However, if you have arrived at the threshold of the Golden Years, your thoughts and nocturnal voyages into the spirit world are likely far more profound and a lot more personal. When we reach the final chapter of our life’s story, we begin to critique our past accomplishments and mistakes. We scrutinize our present happiness barometer. And we are forced to realize that the day when the specter known as The Grim Reaper knocks on our door could come long before we have time to pack our bags.

The moral of Dickens’ “A Christmas Carol” has as many interpretations as there are written and cinematic adaptations.
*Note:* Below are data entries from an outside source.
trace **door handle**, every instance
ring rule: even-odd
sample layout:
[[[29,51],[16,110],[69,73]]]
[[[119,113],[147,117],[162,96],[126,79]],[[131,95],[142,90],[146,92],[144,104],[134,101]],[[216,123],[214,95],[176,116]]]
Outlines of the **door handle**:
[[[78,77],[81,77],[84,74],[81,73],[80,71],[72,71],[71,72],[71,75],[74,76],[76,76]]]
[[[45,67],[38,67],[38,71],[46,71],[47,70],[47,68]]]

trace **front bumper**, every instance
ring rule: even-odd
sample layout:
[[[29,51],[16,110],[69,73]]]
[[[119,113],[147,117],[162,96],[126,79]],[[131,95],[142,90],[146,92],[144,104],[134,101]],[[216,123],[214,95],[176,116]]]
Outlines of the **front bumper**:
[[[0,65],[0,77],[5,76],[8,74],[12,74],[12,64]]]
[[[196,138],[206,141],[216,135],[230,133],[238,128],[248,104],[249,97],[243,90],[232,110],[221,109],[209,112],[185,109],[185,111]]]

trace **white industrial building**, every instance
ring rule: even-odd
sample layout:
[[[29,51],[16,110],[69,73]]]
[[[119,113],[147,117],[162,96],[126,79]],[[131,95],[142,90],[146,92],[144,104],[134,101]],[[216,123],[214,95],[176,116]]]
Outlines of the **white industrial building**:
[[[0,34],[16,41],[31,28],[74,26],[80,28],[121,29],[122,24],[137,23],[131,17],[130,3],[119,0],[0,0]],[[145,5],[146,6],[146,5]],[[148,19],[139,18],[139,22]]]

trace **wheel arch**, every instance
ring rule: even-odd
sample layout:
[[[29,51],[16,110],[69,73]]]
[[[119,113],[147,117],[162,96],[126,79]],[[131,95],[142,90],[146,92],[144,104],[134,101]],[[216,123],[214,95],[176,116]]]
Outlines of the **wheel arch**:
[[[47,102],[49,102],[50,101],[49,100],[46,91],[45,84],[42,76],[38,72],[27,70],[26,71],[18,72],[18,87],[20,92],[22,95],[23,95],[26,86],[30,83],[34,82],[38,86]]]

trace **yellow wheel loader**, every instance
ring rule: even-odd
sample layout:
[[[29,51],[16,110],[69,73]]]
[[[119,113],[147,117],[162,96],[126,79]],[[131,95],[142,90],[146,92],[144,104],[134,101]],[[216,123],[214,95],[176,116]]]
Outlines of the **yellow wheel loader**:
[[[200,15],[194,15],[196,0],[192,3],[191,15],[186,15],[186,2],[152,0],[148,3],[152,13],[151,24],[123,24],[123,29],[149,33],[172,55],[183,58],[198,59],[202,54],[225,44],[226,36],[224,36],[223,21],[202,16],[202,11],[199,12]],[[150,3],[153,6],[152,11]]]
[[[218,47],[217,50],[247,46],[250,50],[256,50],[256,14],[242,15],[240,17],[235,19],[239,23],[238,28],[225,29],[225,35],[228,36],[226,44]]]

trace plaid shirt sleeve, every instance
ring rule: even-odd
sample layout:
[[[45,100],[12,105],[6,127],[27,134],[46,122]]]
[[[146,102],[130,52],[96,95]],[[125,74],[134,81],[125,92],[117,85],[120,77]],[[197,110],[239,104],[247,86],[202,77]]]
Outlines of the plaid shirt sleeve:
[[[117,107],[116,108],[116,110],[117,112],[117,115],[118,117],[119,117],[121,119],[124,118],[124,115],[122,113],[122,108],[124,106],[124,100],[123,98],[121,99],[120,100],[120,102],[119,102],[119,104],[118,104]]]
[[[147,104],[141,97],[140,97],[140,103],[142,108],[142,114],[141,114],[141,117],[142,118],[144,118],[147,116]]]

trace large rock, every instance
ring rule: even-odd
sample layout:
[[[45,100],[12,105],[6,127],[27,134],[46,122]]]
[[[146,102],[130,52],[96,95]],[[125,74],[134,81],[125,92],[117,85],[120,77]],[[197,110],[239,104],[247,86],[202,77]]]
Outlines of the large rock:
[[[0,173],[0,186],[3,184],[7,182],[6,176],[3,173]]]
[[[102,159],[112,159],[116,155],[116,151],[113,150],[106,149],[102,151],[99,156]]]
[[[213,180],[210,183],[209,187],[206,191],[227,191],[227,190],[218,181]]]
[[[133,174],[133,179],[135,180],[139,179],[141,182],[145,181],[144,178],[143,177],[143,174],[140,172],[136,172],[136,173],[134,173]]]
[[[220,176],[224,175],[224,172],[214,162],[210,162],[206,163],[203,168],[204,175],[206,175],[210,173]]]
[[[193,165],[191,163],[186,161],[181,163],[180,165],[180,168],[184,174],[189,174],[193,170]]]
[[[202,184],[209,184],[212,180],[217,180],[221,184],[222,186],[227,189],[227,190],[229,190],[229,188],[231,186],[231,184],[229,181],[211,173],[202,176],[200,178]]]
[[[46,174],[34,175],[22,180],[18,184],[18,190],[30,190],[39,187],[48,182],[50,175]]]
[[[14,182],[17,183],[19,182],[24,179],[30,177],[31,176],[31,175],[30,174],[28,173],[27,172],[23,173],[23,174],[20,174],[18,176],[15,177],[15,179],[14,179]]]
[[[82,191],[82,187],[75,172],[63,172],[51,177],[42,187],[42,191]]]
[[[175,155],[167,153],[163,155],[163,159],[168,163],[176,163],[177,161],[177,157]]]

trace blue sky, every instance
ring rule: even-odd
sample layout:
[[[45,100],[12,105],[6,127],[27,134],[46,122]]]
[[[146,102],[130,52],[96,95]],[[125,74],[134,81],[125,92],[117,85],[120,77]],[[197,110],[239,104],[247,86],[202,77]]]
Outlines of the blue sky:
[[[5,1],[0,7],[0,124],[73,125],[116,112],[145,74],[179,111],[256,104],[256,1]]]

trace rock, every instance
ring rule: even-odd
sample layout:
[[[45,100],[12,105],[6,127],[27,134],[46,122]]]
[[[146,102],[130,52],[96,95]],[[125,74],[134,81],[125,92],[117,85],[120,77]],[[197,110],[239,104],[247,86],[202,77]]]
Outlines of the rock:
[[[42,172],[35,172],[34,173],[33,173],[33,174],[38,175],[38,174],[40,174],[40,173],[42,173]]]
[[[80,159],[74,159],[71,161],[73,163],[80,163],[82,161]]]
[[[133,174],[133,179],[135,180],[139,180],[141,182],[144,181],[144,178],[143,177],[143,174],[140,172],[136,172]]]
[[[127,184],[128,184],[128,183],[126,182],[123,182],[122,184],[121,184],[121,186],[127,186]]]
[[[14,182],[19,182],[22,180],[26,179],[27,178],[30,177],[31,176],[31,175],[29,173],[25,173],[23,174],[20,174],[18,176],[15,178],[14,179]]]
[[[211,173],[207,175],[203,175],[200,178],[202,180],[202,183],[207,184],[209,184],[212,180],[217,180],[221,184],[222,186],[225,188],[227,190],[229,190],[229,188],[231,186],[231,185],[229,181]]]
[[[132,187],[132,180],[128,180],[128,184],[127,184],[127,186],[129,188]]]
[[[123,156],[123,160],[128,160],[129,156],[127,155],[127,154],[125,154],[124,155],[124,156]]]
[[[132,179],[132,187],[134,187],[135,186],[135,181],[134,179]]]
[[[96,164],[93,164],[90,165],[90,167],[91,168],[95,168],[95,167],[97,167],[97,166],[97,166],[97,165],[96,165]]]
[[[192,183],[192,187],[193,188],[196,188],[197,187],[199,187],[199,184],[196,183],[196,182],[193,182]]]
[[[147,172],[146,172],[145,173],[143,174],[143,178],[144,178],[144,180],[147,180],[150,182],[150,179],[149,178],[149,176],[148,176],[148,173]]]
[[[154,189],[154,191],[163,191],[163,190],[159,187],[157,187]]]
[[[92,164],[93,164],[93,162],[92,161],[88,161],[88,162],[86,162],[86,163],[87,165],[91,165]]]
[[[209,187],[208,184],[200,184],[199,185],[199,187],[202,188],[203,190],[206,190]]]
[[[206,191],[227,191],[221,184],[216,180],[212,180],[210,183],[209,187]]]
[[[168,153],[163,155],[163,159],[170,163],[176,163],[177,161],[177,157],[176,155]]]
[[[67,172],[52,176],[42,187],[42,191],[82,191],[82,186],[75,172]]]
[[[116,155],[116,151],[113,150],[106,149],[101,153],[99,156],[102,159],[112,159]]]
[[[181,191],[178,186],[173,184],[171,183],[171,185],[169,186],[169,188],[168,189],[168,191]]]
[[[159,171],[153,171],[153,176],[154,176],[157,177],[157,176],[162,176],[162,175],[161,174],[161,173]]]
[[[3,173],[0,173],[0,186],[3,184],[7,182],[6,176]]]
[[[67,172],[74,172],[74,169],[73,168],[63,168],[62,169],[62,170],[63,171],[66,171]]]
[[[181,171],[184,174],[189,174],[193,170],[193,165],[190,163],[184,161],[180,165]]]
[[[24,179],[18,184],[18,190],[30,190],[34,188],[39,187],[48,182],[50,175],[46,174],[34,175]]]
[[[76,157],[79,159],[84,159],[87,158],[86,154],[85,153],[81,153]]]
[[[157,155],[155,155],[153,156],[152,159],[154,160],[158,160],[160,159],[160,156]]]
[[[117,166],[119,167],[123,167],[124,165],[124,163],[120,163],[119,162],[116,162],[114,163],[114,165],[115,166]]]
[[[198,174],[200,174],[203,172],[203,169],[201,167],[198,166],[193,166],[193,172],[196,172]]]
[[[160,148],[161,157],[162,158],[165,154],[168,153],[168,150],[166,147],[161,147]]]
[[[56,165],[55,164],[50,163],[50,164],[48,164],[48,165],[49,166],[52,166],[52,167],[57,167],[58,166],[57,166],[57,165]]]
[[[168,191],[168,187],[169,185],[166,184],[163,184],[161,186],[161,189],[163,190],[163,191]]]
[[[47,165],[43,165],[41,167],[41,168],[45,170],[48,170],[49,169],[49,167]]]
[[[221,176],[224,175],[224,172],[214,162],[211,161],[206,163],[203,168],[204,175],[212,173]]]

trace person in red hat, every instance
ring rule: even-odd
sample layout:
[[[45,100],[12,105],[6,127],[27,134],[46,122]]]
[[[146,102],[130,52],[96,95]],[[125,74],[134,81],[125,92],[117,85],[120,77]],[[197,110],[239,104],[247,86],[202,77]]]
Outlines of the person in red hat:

The most obvious conclusion is that he wanted Ebenezer Scrooge to learn from his past and modify his present in order to create a happier and more productive future.

For you, my geriatric readers, I suggest that you have an opportunity this holiday season to choose how you will map your remaining journey, however long or short the roadway may be.

You can either fret about mistakes and ill-advised choices made in your past, or you can revel in the good memories.

You can scramble and spin your wheels cramming for your final exam while living in the present, or you can simply make a few attitude adjustments, become more altruistic, and gift random acts of kindness to those around you when you can.

For your holiday attire, I suggest you wrap yourself in the warmth of those around you and the love that now lives on another plane, for love and memories never fade.

May your holidays be healthy, happy, and may you begin the New Year with the peace and contentment of a life well-lived.